Fenomena ini menunjukkan kompleksitas ekonomi Indonesia, di mana indikator makro tidak selalu sejalan dengan kondisi mikro. Mungkinkah isu pelemahan daya beli tidak sepenuhnya benar, atau mungkinkah masyarakat mengubah pola prioritas belanja mereka?
Untuk menjelaskan fenomena ini, pendekatan ekonomi perilaku (behavioral economics) lebih relevan dibandingkan ekonomi tradisional.Â
Ekonomi perilaku menggabungkan teori ekonomi dengan konsep psikologi dan ilmu sosial untuk memahami bagaimana individu membuat keputusan ekonomi.Â
Ekonomi perilaku mempertimbangkan faktor rasional seperti untung rugi, serta faktor psikologis, sosial, dan emosional yang mempengaruhi keputusan kita
Keberadaan teknologi digital dan media sosial semakin mempertegas relevansi ekonomi perilaku dalam menjelaskan fenomena ini.
Sebelum era digital, pola konsumsi cenderung linier: daya beli melemah, konsumsi tersier dipangkas. Namun, kini media sosial telah mengubah perilaku konsumen.

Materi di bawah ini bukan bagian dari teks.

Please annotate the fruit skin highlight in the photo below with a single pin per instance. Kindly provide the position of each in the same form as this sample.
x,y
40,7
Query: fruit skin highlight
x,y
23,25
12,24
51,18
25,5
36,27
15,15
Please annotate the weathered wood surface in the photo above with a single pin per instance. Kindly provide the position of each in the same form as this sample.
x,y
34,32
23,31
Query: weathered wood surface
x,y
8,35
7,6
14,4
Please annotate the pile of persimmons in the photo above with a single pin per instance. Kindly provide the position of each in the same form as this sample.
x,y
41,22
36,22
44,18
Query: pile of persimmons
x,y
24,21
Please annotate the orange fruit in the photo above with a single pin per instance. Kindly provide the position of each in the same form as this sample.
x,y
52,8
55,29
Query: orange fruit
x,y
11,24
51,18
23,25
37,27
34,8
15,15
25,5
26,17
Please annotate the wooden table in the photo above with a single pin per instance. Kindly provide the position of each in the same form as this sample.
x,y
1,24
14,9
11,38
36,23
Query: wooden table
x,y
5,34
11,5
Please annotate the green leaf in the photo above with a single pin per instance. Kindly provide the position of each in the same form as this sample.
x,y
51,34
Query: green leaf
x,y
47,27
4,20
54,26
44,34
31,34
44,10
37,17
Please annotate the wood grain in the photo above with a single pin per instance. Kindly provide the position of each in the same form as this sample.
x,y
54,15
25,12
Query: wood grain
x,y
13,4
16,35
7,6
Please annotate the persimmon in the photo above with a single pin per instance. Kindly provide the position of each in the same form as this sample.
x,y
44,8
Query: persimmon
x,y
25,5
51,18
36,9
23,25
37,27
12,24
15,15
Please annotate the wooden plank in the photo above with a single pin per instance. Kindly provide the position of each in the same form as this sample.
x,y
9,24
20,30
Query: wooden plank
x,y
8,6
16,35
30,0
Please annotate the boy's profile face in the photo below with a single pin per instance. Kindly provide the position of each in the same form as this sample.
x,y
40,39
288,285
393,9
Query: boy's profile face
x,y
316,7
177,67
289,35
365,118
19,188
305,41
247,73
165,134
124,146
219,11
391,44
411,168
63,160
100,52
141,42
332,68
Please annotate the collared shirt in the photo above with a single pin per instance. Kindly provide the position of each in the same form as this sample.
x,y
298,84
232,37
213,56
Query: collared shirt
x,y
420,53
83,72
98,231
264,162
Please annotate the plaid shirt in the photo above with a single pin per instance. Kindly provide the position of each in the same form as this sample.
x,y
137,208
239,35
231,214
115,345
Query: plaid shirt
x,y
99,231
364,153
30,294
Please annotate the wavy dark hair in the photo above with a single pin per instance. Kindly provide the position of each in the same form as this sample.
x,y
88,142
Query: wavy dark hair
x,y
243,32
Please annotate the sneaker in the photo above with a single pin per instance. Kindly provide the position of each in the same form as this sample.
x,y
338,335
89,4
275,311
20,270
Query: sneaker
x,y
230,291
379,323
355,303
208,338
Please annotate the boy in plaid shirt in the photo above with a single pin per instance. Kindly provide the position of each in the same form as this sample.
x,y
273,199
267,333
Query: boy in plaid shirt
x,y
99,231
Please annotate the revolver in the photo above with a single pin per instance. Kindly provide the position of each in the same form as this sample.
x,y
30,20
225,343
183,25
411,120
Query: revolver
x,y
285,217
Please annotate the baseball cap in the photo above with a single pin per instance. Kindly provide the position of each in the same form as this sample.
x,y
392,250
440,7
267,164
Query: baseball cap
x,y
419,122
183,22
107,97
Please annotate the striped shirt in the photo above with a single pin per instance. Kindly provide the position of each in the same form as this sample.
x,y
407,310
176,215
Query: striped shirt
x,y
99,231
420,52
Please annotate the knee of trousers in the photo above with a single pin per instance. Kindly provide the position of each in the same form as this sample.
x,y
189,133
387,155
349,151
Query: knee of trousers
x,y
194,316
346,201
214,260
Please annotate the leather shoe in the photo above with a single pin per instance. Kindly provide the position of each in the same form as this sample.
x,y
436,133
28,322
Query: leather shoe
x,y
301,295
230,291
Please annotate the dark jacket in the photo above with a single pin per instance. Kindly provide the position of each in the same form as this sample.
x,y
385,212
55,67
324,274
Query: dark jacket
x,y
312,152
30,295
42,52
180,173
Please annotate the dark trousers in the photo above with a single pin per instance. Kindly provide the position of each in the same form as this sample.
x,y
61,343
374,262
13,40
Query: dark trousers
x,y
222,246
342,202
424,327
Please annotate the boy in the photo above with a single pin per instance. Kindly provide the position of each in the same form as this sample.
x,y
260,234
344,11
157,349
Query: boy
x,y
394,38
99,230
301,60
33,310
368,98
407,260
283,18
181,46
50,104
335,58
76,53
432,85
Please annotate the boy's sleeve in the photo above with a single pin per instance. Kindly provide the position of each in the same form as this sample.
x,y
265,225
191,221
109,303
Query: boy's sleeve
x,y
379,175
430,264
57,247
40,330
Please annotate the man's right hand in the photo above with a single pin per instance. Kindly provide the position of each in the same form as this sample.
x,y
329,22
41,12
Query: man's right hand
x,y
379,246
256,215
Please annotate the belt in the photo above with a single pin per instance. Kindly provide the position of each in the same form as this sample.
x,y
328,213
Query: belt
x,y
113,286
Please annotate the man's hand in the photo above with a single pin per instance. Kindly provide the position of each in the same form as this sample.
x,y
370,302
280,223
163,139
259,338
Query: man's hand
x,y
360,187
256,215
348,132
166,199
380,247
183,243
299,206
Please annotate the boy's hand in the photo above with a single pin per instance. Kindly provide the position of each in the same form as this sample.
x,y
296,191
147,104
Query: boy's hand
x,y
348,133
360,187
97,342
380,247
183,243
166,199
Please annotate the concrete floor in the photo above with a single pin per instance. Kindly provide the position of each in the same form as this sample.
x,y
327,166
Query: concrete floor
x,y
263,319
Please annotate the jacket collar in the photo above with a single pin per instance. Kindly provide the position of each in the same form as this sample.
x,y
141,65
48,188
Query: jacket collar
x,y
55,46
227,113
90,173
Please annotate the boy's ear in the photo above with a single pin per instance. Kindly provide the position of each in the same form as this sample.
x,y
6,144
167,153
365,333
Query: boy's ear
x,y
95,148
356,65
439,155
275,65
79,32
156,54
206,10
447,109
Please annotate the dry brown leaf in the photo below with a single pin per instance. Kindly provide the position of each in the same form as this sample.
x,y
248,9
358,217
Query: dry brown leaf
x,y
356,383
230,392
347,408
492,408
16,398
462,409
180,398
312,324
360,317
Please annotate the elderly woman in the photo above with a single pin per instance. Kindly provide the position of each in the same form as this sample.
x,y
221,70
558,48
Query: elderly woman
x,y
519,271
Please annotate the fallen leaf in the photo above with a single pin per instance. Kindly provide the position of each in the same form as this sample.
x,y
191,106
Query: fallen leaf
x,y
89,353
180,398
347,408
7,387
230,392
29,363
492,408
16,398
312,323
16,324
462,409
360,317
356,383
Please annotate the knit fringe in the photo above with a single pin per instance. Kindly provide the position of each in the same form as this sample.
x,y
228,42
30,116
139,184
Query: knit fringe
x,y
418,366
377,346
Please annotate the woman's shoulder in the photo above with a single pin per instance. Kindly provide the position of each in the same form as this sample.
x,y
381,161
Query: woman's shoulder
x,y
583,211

Orang lebih mudah terpapar gaya hidup konsumtif dan terpengaruh oleh tren yang berkembang di media sosial. Fear of Missing Out (FOMO), social currency, dan herding behaviour menjadi faktor pendorong konsumsi, meskipun daya beli sedang melemah.
Media sosial, dengan algoritmanya yang cerdas, mampu menciptakan lingkungan di mana konser musik dan gaya hidup konsumtif lainnya terlihat sangat menarik dan diinginkan.
Hal ini memengaruhi persepsi masyarakat, terutama generasi muda, tentang apa yang dianggap penting dan berharga. Strategi pemasaran yang cerdik, seperti penawaran terbatas dan pembayaran cicilan, juga semakin memudahkan konsumsi.
Fenomena daya beli melemah tapi tiket konser laris dan investasi tetap tinggi mencerminkan paradoks ekonomi Indonesia di era digital.
Ekonomi perilaku memberikan lensa yang lebih tepat untuk memahami fenomena ini. Diperlukan kebijakan ekonomi yang tidak hanya berfokus pada indikator makro, tetapi juga memperhatikan dinamika perilaku konsumen di tingkat mikro.